The dirty little storage secret

news
Oct 3, 20072 mins

Storage: Storage requirements, more often than not, are grossly overestimated. There you have it, the clandestine reality you’re not supposed to know. But you likely already do. Only thing is, it’s not that simple. A typical enterprise situation involves “authority without responsibility,” explains Mario Apicella in Thin provisioning, fat savings. “For larger companies that buy millions of dollars of storage, thin provisioning is too good an opportunity to pass on because in addition to the financial aspects they also save kilowatts/hr or at least push back in time the demand.”

Columnist’s corner: Lamenting for the bygone days of old-fashioned film, Tom Yager points out that in the case of digital photography more really is less. And we’re all the worse for it. “Having 12 or 36 images on a roll put me on a budget to shoot only that which was worth remembering,” he explains in Digital living means digital junk. “Some things don’t make the analog-to-digital leap so well … for our sake and the sake of those who might want to know something about us after we’re gone, perhaps we should take pictures as if we’re on our last roll of film, and write like we’re using our last sheet of paper. Anything we commit to digital posterity in that frame of mind is worth archiving.”

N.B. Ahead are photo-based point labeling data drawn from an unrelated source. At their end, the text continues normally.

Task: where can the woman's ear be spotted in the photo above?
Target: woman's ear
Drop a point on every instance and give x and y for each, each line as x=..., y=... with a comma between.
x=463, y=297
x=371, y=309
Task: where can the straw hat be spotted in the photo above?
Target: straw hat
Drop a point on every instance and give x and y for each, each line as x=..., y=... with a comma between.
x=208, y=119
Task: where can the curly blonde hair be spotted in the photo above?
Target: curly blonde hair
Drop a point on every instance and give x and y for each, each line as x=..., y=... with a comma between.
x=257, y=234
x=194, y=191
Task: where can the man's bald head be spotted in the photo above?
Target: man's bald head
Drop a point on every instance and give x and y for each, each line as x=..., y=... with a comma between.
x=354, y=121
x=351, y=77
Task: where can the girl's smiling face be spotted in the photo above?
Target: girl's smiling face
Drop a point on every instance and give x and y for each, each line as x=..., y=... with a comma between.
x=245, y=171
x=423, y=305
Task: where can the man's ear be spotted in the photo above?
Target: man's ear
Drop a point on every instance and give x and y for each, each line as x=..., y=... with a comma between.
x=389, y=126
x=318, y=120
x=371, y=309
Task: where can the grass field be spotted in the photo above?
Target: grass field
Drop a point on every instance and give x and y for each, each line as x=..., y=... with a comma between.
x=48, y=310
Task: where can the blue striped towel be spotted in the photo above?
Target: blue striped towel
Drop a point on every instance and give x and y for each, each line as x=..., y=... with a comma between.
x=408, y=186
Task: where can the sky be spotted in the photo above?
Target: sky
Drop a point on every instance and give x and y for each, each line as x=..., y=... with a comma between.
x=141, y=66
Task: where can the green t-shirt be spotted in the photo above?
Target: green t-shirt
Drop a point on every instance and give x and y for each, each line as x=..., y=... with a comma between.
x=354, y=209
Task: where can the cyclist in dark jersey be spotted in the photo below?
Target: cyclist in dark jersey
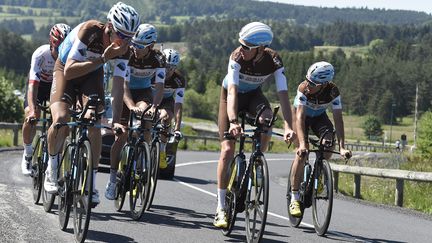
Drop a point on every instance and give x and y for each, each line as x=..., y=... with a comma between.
x=172, y=102
x=145, y=64
x=313, y=97
x=250, y=65
x=38, y=87
x=79, y=72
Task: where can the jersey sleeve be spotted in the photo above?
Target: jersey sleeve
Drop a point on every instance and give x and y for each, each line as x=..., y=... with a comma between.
x=233, y=73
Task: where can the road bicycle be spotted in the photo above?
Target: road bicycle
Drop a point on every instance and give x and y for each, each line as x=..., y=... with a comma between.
x=40, y=160
x=248, y=187
x=316, y=189
x=76, y=170
x=134, y=169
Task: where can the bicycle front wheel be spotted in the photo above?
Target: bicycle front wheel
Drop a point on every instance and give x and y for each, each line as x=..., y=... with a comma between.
x=257, y=200
x=138, y=194
x=37, y=168
x=322, y=202
x=154, y=157
x=82, y=191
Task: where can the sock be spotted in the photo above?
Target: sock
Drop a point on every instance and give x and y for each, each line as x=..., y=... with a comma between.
x=221, y=198
x=28, y=150
x=295, y=196
x=113, y=176
x=162, y=147
x=94, y=179
x=53, y=161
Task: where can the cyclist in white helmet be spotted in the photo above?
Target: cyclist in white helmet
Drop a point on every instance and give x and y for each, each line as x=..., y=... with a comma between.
x=38, y=87
x=147, y=68
x=313, y=97
x=78, y=72
x=250, y=65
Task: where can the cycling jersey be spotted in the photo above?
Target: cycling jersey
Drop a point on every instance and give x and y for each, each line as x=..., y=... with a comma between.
x=250, y=75
x=174, y=87
x=143, y=70
x=42, y=65
x=83, y=42
x=317, y=103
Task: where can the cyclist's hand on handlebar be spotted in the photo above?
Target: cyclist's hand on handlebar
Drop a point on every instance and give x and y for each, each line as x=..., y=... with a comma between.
x=345, y=153
x=235, y=130
x=289, y=135
x=302, y=151
x=118, y=128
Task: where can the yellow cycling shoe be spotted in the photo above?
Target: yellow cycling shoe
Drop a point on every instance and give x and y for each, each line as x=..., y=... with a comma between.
x=295, y=209
x=162, y=160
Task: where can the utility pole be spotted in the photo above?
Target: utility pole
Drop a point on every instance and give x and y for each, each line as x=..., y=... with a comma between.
x=416, y=118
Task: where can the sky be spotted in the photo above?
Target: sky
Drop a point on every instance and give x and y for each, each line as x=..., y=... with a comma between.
x=416, y=5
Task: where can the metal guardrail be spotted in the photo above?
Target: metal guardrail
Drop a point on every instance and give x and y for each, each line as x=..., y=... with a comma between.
x=399, y=175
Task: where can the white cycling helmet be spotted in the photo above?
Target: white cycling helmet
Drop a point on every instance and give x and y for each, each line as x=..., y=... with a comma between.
x=257, y=34
x=172, y=57
x=145, y=35
x=320, y=72
x=124, y=19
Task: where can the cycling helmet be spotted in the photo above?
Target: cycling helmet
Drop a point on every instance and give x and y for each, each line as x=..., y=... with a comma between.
x=145, y=35
x=320, y=72
x=172, y=57
x=57, y=34
x=257, y=34
x=124, y=19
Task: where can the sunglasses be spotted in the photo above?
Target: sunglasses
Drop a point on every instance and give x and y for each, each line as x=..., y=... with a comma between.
x=140, y=46
x=248, y=48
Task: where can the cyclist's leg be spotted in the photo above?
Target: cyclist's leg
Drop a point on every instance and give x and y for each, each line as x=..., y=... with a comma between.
x=257, y=99
x=62, y=94
x=321, y=124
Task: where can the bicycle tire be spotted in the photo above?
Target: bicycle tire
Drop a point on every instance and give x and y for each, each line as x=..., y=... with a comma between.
x=37, y=168
x=154, y=157
x=138, y=180
x=294, y=221
x=82, y=191
x=231, y=196
x=326, y=195
x=64, y=199
x=257, y=197
x=123, y=177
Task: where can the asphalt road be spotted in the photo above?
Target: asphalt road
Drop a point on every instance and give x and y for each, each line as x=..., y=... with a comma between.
x=184, y=208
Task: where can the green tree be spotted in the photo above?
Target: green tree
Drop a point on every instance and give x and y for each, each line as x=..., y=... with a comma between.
x=10, y=106
x=372, y=128
x=424, y=143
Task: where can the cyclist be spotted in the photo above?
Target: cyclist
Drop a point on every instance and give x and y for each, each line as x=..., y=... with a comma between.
x=313, y=97
x=79, y=72
x=250, y=65
x=38, y=87
x=145, y=64
x=172, y=102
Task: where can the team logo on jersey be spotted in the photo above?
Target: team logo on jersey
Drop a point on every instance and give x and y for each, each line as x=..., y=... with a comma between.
x=83, y=52
x=121, y=66
x=161, y=75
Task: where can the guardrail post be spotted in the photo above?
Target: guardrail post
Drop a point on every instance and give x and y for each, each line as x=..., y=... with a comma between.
x=357, y=182
x=15, y=130
x=336, y=181
x=399, y=192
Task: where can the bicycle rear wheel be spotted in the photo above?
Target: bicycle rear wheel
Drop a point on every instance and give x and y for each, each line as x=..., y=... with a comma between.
x=37, y=168
x=123, y=178
x=82, y=191
x=154, y=157
x=295, y=221
x=257, y=200
x=322, y=202
x=138, y=194
x=231, y=196
x=64, y=199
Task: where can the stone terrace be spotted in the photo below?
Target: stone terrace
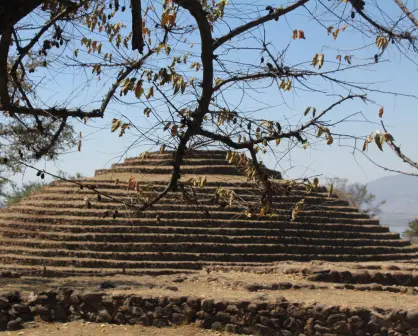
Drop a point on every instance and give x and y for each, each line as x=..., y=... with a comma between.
x=54, y=231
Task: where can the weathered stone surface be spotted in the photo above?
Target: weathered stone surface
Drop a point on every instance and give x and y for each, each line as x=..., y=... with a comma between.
x=4, y=303
x=15, y=324
x=217, y=326
x=178, y=318
x=231, y=328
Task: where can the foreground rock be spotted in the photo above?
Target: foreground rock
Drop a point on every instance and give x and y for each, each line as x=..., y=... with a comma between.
x=281, y=318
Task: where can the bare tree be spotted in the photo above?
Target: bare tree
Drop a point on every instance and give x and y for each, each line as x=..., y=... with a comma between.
x=184, y=63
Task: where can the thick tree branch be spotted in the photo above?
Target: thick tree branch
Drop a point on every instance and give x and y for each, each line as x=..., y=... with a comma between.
x=24, y=51
x=45, y=150
x=6, y=39
x=241, y=29
x=196, y=10
x=403, y=35
x=137, y=37
x=407, y=12
x=12, y=11
x=398, y=152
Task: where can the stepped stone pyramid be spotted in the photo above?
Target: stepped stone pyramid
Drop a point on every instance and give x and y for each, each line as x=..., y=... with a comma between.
x=67, y=229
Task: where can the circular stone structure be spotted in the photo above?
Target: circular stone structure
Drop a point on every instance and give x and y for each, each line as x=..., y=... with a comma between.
x=68, y=229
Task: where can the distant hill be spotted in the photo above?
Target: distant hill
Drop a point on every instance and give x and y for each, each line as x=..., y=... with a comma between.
x=401, y=195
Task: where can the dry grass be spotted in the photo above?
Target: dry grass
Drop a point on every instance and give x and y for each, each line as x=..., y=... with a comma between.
x=92, y=329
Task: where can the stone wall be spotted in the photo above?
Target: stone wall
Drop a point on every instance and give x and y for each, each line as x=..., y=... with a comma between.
x=281, y=318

Notes from the field: Robert X. Cringely is hardly the nostalgic type. But in More thoughts on terror and bombs, he reflects on the six months since his weekly column morphed into a basically daily blog. His two most commented-upon posts are about the Creation Museum and, more recently, Star Simpson. The latter drew many harsh responses. “Several readers believed Simpson should have been shot and/or carted off to Guantanamo Bay for a few years,” Cringe reports. “I realized later I should have offered up more details of the incident, since many posters seem to have the wrong idea about what happened.”

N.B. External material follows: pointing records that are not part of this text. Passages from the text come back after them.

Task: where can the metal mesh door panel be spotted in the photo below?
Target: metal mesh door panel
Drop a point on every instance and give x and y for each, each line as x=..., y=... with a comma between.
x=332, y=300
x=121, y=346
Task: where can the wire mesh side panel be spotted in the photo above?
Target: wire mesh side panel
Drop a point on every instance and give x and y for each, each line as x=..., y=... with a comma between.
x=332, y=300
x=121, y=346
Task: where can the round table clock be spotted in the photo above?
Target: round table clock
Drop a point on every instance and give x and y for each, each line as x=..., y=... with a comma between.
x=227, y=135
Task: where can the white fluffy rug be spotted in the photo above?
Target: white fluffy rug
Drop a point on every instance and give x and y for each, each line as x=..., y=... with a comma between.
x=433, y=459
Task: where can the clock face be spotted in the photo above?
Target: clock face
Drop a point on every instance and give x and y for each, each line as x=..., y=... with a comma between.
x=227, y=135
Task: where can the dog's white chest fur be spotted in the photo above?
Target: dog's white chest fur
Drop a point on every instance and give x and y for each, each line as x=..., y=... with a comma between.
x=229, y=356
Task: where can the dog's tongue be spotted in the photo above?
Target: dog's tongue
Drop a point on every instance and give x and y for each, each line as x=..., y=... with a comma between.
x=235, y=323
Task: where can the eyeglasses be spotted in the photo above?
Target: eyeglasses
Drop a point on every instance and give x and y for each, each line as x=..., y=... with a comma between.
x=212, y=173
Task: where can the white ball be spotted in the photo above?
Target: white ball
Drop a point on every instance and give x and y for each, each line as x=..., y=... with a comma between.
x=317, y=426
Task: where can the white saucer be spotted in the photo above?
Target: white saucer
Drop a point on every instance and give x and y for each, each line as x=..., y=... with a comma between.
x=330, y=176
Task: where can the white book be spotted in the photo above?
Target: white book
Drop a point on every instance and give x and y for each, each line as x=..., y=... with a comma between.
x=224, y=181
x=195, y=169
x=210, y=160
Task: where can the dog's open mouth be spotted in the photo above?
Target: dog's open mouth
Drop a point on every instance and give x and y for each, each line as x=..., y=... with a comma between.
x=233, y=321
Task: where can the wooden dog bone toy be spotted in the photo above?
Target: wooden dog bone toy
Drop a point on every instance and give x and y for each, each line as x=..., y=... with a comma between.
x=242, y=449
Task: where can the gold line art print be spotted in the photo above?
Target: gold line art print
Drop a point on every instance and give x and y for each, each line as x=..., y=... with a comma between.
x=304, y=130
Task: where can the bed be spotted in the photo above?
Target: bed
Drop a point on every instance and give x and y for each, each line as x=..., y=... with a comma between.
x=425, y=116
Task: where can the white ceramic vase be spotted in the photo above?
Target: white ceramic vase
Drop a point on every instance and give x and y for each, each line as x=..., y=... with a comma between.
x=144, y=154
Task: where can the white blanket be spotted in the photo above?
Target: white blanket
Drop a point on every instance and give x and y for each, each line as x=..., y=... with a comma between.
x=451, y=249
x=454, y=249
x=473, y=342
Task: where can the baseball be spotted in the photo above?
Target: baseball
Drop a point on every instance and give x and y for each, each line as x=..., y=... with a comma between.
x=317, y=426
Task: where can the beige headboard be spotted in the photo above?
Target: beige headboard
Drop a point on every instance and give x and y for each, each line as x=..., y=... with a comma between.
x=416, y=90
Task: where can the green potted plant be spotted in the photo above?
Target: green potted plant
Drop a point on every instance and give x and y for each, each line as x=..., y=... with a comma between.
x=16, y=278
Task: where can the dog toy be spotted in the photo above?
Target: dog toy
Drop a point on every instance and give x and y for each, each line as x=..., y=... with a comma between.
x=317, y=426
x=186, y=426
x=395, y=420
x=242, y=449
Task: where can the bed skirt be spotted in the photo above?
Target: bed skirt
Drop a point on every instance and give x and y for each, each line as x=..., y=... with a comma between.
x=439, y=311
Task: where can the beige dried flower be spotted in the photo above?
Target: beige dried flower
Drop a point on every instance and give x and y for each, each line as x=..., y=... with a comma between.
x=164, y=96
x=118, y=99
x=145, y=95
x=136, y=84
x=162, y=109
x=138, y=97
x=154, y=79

The news beat: A report published by StopBadware.org finds that trusted Web sites are being hacked and don’t even know it. Microsoft launches an enterprise antipiracy program that it claims will help large customers “get legal” if they’re found in violation. Apple competitors are touting their own openness in relation to the iPhone. And with its support of Rich Internet applications, Adobe has become a target for malicious hackers.